Implementation of sac/val in Sweden was slow and varied five-fold across different regions; younger age, male, SwedeHF registration, and ischaemic heart disease were among the independent predictors of receiving sac/val. Overall, treatment persistence and tolerability was high.
本研究旨在探讨沙库巴曲缬沙坦(沙库/缬)在瑞典的引入情况,涉及地区差异、临床特征、滴定模式以及使用和停药的决定因素。

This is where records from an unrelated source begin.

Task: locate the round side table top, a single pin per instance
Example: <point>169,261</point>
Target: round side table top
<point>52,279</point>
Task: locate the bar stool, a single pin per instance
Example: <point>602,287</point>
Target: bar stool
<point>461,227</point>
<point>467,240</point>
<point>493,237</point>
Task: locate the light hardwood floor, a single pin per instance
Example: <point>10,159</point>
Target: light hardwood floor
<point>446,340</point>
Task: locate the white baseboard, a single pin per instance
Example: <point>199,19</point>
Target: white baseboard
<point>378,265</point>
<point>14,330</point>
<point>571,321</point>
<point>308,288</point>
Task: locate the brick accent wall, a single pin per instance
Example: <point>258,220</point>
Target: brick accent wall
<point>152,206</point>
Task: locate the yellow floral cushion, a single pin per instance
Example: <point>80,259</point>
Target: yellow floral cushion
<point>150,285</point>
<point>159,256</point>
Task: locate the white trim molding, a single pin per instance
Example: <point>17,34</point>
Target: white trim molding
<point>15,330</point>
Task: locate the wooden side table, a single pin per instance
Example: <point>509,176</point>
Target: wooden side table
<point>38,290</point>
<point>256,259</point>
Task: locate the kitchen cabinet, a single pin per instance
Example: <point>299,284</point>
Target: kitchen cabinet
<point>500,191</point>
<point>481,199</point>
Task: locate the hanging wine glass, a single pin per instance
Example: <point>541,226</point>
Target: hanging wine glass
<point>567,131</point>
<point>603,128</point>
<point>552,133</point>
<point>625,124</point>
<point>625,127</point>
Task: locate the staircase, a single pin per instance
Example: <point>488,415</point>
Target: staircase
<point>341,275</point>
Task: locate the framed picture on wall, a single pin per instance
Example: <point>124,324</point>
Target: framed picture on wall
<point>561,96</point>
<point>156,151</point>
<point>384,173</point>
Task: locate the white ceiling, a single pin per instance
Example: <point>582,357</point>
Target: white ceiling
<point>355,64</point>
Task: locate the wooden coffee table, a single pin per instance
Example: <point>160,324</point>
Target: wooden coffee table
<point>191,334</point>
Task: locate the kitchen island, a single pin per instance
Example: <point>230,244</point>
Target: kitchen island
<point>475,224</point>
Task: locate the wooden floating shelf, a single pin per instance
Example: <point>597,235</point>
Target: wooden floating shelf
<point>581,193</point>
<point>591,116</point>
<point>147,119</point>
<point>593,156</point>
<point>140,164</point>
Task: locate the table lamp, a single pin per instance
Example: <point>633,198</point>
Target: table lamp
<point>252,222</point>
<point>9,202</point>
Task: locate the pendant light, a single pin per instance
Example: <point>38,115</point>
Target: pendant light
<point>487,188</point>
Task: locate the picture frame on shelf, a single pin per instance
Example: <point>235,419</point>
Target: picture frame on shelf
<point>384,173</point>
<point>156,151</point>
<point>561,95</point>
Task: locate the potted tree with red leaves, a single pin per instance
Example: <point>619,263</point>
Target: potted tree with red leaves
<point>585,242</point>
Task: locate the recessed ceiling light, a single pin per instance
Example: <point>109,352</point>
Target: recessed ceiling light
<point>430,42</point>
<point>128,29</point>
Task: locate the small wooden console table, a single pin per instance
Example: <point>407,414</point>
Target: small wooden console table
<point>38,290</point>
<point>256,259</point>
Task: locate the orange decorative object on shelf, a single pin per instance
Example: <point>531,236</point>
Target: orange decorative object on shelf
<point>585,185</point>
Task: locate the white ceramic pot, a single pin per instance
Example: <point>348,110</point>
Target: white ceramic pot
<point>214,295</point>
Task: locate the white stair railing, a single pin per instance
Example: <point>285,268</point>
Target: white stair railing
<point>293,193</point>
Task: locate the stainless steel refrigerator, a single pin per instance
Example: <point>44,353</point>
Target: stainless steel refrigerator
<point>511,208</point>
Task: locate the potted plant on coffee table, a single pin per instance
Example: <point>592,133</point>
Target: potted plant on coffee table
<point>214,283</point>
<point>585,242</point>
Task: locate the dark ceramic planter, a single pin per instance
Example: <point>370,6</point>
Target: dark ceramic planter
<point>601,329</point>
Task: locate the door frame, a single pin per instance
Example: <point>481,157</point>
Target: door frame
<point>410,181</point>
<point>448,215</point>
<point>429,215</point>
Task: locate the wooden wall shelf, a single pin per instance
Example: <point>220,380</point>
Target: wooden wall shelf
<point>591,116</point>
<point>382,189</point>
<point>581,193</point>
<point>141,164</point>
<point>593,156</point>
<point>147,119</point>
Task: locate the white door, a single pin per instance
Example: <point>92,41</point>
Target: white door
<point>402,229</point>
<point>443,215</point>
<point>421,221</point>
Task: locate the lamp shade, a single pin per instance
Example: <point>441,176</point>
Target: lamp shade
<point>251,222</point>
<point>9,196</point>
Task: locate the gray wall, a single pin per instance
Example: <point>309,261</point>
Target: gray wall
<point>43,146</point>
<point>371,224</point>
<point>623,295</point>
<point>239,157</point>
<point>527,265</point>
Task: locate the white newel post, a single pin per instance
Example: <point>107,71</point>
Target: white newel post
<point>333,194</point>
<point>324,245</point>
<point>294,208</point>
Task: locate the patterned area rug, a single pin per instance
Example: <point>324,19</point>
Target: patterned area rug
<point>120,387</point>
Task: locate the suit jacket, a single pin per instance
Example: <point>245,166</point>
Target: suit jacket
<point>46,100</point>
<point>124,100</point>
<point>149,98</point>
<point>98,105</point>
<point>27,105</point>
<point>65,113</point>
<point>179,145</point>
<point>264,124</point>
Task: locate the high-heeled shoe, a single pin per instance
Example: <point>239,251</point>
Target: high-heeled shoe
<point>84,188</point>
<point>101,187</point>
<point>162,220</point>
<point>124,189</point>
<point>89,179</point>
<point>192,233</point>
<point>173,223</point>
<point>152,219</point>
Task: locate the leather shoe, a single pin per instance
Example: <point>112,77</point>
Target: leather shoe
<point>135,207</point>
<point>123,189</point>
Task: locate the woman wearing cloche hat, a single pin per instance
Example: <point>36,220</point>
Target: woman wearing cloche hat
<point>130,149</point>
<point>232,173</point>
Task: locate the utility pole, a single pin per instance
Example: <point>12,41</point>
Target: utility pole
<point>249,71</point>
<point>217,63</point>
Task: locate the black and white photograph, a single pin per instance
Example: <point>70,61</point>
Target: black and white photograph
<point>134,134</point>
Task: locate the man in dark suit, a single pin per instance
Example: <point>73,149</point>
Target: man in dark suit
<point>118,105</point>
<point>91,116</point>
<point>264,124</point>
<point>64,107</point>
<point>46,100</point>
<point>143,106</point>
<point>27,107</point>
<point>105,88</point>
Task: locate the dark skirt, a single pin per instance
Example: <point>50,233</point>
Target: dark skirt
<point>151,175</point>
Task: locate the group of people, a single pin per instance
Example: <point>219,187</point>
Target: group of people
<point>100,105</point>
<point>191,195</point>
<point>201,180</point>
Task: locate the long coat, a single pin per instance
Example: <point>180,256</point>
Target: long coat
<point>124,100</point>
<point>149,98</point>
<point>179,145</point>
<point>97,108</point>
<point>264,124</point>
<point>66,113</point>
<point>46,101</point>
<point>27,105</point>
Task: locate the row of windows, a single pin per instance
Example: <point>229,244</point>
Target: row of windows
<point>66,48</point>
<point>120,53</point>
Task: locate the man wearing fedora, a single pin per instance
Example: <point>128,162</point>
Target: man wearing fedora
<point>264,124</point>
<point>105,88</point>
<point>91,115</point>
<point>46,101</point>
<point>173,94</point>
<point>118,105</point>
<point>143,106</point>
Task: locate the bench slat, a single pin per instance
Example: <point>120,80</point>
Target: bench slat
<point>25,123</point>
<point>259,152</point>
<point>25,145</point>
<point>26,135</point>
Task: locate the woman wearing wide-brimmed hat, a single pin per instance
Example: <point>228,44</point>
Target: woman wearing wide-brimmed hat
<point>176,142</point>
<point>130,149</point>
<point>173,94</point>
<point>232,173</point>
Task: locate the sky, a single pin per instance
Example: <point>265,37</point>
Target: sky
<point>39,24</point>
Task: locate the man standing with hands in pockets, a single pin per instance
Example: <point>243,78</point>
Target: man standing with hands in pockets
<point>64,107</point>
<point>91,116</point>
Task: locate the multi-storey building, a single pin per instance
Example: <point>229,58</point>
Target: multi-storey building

从瑞典处方药登记册和国家患者登记册中确定了一个全国性的心力衰竭队列。还研究了一个从瑞典心力衰竭登记册(SwedeHF)获取额外数据的亚队列。根据SwedeHF中的沙库/缬处方和登记情况对队列进行细分。沙库/缬的中位处方率为每10万居民20例。在2016年4月至2017年12月期间,我们确定了2037例有≥1次沙库/缬处方的患者,其中1144例(56%)在SwedeHF中登记。总体而言,与未使用沙库/缬的患者相比,使用沙库/缬的患者更年轻,男性更常见,既往心血管疾病更少。在SwedeHF亚队列中,使用沙库/缬的患者射血分数更低。总体而言,年龄较小[风险比2.81(95%置信区间2.45 - 3.22)]、在SwedeHF中登记[1.97(1.83 - 2.12)]、男性[1.50(1.37 - 1.64)]、缺血性心脏病[1.50(1.39 - 1.62)]、较低的左心室射血分数[3.06(2.18 - 4.31)]和纽约心脏协会IV级[1.50(1.22 - 1.84)]是使用沙库/缬的预测因素。作为沙库/缬队列的起始剂量,38%的患者接受24/26毫克,54%接受49/51毫克,9%接受97/103毫克。在中位随访6个月期间,57%的总体队列患者滴定至目标剂量。360天时任何剂量的估计治疗持续率为82%。
沙库/缬在瑞典的实施进展缓慢,不同地区差异达五倍之多;年龄较小、男性、在SwedeHF中登记以及缺血性心脏病是接受沙库/缬的独立预测因素。总体而言,治疗持续率和耐受性较高。